In conclusion, to investigate how to prevent trastuzumab-induced IRR in
breast cancer, we analyzed a model adjusted for patient background and
found that premedication with dexamethasone is effective in preventing
trastuzumab-induced IRR. However, the current lack of information on the
risks of dexamethasone-induced adverse events and its effect on
trastuzumab efficacy makes it impractical to unreservedly recommend
premedication with dexamethasone based solely on this study. It is
essential to select patients at high risk for IRR for dexamethasone
premedication, such as those of preoperative status and who are
receiving high trastuzumab doses based on the results of this study.

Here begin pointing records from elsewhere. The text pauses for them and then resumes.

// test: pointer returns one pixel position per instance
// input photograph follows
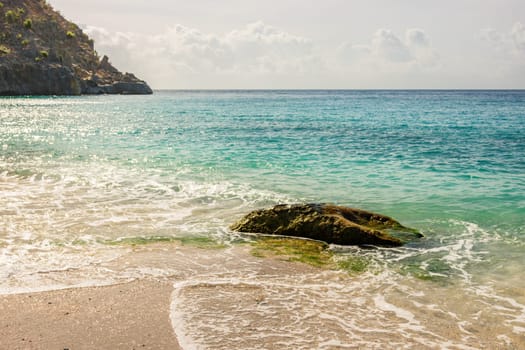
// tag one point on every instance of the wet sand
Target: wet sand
(134, 315)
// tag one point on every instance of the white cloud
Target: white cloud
(506, 44)
(388, 52)
(518, 36)
(181, 51)
(388, 46)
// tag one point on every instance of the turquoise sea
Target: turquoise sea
(78, 174)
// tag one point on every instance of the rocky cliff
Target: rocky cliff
(41, 53)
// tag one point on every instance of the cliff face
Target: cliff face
(41, 53)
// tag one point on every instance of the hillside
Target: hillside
(42, 53)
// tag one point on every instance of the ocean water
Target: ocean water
(79, 174)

In
addition, dexamethasone should be limited to a minimal dose to lower IRR
risk and avoid prolonged infusion time, and dexamethasone premedication
should not be used in patients at high risk for dexamethasone-associated
adverse events. Future studies are needed to determine the optimal dose
of dexamethasone to prevent IRRs and the impacts of dexamethasone on the
efficacy of trastuzumab in breast cancer.